Sąd Najwyższy zajął się ostatnio sprawą, która może mieć ogromne znaczenie dla tysięcy przedsiębiorców działających w branży ochrony i sprzątania. Chodziło w niej o spółkę ochroniarską, która jeszcze w 2012 r. wygrała przetarg na ochronę urzędu miejskiego. Stawki za godzinę pracy jednego ochroniarza były bardzo niskie, rzędu 5–6 zł. W związku z tym ochroniarze zostali zatrudnieni na umowach o dzieło, czyli bez składek na ubezpieczenia społeczne. Nie zależało im zresztą na nim, bo w większości byli to emerytowani wojskowi, którzy nie nabyliby i tak prawa do drugiego świadczenia z ZUS.
Po kilku miesiącach wykonywania usług do spółki zgłosił się kontroler ZUS, który uznał, że ochroniarze powinni być zatrudnieni na oskładkowanych umowach-zleceniach. Kontroler stwierdził, że umowa o dzieło, zgodnie z art. 627 i następnymi kodeksu cywilnego, może dotyczyć wykonania jednorazowego dzieła. Tymczasem charakter świadczonej przez nich pracy związany był z wykonywaniem powtarzających się czynności, odpowiadających definicji zlecenia czy świadczenia usług opisanych w art. 734 i 750 kodeksu cywilnego, które zgodnie z przepisami są objęte obowiązkiem ubezpieczenia społecznego.

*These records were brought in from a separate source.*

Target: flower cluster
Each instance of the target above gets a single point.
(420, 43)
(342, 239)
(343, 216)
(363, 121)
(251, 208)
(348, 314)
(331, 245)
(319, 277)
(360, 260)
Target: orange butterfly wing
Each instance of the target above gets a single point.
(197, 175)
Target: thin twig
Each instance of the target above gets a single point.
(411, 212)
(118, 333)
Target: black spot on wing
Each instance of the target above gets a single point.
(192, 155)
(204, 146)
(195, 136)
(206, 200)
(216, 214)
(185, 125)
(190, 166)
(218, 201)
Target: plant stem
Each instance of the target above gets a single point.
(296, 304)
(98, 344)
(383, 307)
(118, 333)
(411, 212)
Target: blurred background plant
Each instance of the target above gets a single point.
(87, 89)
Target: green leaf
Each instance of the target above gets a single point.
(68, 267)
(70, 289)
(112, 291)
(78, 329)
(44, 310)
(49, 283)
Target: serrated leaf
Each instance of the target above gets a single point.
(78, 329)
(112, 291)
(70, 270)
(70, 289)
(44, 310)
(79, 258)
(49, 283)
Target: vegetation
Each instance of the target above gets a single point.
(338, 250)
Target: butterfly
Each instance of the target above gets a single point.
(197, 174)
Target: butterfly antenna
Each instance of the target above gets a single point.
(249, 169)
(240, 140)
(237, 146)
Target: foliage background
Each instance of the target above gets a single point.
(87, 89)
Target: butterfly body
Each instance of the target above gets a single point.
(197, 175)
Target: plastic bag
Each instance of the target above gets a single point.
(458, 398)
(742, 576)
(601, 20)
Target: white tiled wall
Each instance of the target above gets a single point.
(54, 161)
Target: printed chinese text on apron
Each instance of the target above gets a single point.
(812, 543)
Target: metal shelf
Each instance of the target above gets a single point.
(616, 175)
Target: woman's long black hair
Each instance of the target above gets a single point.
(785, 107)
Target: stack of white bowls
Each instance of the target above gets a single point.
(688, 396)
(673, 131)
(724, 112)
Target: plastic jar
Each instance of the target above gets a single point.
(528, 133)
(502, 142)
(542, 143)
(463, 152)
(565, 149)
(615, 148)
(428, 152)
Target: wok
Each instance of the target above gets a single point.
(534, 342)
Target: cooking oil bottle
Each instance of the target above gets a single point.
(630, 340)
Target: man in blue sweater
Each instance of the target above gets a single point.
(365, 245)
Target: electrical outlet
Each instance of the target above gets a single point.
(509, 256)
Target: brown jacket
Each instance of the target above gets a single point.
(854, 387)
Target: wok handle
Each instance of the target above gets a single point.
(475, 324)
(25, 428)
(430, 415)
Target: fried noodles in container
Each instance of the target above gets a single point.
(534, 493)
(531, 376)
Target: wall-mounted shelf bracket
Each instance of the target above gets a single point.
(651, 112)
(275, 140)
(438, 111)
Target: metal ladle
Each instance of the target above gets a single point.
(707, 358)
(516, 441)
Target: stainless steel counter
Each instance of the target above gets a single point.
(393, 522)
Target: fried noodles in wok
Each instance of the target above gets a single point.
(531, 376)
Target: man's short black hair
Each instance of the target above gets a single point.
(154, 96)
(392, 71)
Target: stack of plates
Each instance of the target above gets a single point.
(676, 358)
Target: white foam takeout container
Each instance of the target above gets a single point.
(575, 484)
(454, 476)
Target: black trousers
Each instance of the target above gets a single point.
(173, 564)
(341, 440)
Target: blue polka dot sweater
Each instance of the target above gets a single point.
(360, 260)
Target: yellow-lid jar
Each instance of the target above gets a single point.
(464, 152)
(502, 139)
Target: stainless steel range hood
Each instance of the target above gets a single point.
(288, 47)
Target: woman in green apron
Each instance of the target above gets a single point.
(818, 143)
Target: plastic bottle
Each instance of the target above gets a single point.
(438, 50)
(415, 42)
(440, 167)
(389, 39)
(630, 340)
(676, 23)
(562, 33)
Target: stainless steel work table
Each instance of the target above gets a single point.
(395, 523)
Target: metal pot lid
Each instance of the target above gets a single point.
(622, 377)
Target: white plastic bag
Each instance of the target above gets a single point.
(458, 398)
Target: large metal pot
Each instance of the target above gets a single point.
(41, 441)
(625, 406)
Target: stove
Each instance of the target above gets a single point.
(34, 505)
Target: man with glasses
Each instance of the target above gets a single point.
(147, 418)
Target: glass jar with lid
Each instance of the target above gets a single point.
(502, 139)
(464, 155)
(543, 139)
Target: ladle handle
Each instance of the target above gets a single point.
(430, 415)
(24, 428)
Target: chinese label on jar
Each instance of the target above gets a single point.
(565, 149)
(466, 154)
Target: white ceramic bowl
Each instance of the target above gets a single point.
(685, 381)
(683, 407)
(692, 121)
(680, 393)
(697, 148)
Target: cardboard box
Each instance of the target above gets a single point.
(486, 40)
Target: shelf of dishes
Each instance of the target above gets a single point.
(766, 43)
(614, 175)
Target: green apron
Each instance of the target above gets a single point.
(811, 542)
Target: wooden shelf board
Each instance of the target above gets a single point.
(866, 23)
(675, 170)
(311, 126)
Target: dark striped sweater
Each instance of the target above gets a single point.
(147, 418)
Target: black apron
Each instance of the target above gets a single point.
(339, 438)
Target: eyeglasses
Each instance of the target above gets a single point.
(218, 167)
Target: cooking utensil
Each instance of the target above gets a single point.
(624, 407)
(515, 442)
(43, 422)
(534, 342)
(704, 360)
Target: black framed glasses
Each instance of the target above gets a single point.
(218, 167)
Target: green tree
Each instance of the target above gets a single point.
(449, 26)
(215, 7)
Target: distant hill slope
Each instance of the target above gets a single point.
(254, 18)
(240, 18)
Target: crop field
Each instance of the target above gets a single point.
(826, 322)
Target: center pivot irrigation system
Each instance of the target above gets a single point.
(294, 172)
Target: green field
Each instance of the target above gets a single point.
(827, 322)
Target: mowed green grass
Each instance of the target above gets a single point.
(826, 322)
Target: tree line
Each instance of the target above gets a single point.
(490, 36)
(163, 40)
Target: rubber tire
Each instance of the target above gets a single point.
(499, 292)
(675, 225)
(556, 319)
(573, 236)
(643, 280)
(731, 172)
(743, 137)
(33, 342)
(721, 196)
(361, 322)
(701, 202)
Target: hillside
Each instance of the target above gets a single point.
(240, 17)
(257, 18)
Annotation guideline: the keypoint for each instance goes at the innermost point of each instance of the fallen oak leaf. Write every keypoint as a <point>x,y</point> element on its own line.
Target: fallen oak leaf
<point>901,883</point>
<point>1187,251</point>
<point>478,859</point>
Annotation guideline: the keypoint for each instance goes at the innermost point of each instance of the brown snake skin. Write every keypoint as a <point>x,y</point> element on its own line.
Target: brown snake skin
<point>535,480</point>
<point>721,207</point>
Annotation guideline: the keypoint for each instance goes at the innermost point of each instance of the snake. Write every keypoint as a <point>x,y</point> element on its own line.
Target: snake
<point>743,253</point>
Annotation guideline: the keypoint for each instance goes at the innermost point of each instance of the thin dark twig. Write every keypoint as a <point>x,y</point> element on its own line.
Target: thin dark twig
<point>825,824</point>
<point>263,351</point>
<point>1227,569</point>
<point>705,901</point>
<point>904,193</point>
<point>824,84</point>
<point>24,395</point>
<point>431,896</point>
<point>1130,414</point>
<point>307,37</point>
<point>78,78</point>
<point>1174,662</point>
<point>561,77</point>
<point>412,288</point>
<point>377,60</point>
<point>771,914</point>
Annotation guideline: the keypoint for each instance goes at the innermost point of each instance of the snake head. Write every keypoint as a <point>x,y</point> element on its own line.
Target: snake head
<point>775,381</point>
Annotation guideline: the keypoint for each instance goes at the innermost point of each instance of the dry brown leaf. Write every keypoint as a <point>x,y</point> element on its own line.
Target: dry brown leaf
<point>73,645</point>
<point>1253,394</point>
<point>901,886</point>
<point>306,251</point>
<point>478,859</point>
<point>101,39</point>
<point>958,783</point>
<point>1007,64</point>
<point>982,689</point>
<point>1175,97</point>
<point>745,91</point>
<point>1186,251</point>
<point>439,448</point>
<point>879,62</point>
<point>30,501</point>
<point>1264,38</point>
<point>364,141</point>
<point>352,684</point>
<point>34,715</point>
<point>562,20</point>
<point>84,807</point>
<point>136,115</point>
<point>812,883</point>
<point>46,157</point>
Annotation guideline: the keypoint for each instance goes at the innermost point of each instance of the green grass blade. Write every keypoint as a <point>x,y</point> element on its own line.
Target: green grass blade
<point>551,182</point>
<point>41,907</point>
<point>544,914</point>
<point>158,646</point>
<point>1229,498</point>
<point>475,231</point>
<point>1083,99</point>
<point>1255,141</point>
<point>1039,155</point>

W czasie procesu spółka nie kwestionowała takiej interpretacji przepisów, podniosła jednak inny argument. Stwierdziła, że zastosowanie umów o dzieło wynikało ze względów ekonomicznych. Stawka wynagrodzenia za ochronę urzędu była tak niska, że po potrąceniu składek i podatków wykonującemu taką umowę ochroniarzowi zostawałaby złotówka wynagrodzenia na rękę za godzinę pracy. Przy zastosowaniu umów o dzieło, od których nie płaci się składek na ubezpieczenia społeczne, ochroniarze dostawali znacznie wyższe wynagrodzenie za godzinę pracy. Dodatkowo spółka podniosła, że wszystkie osoby wykonujące te zlecenia to emerytowani komandosi, którzy pobierają już świadczenia. Dodatkowe ubezpieczenie w ZUS jest im zbędne, bo zgodnie z obowiązującymi przepisami i tak nie mają prawa do żadnego dodatkowego świadczenia emerytalnego z tego tytułu.
W czasie rozprawy przed Sądem Najwyższym pełnomocnik spółki dowodził, że w czasie gdy spółka startowała w przetargu, nie obowiązywały żadne dodatkowe przepisy, które np. obecnie nakazują stosowanie wyższych stawek w przetargach, co pozwala na zatrudnianie ochroniarzy na oskładkowanych umowach.
Pełnomocnik ZUS dowodził zaś, że nie ma najmniejszej wątpliwości, że były to umowy-zlecenia, od których należą się składki na ubezpieczenia społeczne.
Sąd Najwyższy w wyroku z 25 października oddalił skargę kasacyjną spółki.
– Przepisy dotyczące ubezpieczeń społecznych mają bezwzględnie obowiązujący charakter i o rodzaju zawartej z pracownikiem umowy nie decyduje poziom atrakcyjności kontraktu zawartego przez przedsiębiorcę – tłumaczył Bohdan Bieniek, sędzia SN. – Usługi ochrony należy zakwalifikować jako świadczenie usług. Otwieranie bramy nie mieści się w zakresie umowy o dzieło.